The main function that leverages packages forestFloor and plotly in order to construct a 3d representation of the interaction effects of two variables.

vis2rfi(impInd = c(1, 2), ffObj = NULL, maxDissim = FALSE,
  seed = 875, rsf = 0.25, rsf_sub = 1/3, scaleXY = TRUE,
  outer = list(FUN = "*"), smoother = FALSE, df = c(4, 4),
  length_out = NULL, cfcLabel = "Combined FCs", colors = "Blues",
  alpha = 1, highlightcolor = "#ff0000", ...)

Arguments

impInd

Importance index. An integer vector of length 2 containing the variable order of importance as given by the random forest algorithm. Integer values should be less than 20 so that the interaction effect between pairs of features in the top 20 set of random forest importance is shown.
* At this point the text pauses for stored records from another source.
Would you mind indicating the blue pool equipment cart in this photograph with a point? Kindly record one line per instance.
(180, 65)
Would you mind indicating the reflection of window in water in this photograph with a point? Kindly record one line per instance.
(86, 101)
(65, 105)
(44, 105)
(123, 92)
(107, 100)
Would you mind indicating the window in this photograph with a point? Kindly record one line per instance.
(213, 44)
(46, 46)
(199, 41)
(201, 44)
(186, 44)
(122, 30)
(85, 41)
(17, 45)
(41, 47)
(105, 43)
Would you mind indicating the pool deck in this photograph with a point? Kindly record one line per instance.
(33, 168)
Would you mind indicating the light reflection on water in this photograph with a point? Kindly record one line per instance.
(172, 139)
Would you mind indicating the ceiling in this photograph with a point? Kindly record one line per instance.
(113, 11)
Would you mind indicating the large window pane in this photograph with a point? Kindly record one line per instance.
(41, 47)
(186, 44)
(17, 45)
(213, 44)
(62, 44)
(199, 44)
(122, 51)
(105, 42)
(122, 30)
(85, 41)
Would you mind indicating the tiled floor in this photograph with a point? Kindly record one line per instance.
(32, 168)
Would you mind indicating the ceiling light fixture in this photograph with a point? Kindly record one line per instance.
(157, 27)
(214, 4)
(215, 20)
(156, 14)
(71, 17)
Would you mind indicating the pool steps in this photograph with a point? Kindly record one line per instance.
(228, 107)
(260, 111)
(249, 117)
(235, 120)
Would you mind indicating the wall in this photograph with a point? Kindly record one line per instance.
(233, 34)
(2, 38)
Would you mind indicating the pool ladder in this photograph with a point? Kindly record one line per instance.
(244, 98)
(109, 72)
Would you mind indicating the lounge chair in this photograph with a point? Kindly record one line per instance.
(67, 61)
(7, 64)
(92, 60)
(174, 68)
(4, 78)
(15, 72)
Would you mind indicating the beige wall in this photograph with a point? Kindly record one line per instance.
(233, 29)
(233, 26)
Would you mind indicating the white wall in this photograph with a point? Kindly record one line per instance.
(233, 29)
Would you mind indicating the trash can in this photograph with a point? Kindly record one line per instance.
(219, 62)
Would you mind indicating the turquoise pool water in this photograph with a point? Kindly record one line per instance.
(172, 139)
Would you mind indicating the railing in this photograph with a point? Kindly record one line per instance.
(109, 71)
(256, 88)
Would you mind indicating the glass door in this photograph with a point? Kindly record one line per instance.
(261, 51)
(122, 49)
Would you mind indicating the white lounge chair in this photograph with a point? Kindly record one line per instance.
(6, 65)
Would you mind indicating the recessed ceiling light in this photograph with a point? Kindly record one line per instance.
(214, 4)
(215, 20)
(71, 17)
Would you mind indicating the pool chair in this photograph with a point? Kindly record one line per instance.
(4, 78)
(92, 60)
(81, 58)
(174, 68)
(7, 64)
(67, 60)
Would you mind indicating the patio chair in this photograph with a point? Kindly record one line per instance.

The default is 1:2 or the first two most important features.

ffObj

The object of class forestFloor_regression or forestFloor_multiClass (where the latter has not been tested yet) obtained after running the forestFloor function on a random forest object. See the corresponding documentation for details.

maxDissim

Whether to subsample the data using a maximum dissimilarity approach as per the maxDissimProgBar function. Logical. Default is FALSE.

seed

An integer value for setting the seed at the subsampling step. Default is 875. Setting a different seed will snatch a different sample of cases from the data, thus experimenting with this parameter can produce various visualizations of from the same pool of data.

rsf

Random sample frequency of the data. Numeric between 0 and 1. Since a subsampling approach is used, this value is expected to be small (depending on the data row size), and if chosen large then an error or a warning message is given. Default is 25% of the data row size.

rsf_sub

Applicable if maxDissim = TRUE. The percentage of rsf which is set aside for extracting maximally dissimilar cases. Numeric. Default is 33% of rsf.

scaleXY

Should the variables in the interaction be standardized? Logical. Default is TRUE.

outer

Further arguments passed to outer function, mainly FUN, as default is "*" or to multiply the effects. In addition, since effects of 2way interactions are seeked, this should be a two variable function, else an error is thrown. See the examples section.

smoother

Whether a smoother should be applied to the construction of the 3d 2way interaction surface. Logical with default FALSE. Currently GAMs are used with the built-in nonparametric smoothing terms that are indicated by s for smoothing splines. See gam. Depending on the nature of the data, the smoother can produce 3d planes that more clearly show if the 2 way interaction effect is present and how significant it is i.e. the more vertical the plance the higher the interaction significance.

df

The target equivalent degrees of freedom, used as a smoothing parameter. Similarly as in s. A numeric vector of length two with default c(4,4).

length_out

The number of equally spaced values within the subsampled range of each of the two variables forming the interaction. Same as in seq. If NULL the default length is the row size of the subsample. For even faster but coarser 3d interaction surfaces, this parameter can be set to a smaller value, as above, in the spirit of visualisation experimentation.

cfcLabel

A character label of the z-axis in the 3d plot, which corresponds to the combined feature contribution function as given in the outer argument above. Default value is "Combined FCs".

colors

Same as in plot_ly. Useful for color experimentation. Defaut is "Blues". Consult this comprehensive list of colors in R. A few notable options for this parameter, and taken from the above link, are the following:

  • viridis::inferno(n=5)

  • grDevices::heat.colors(n=5) or grDevices::rainbow(n=5)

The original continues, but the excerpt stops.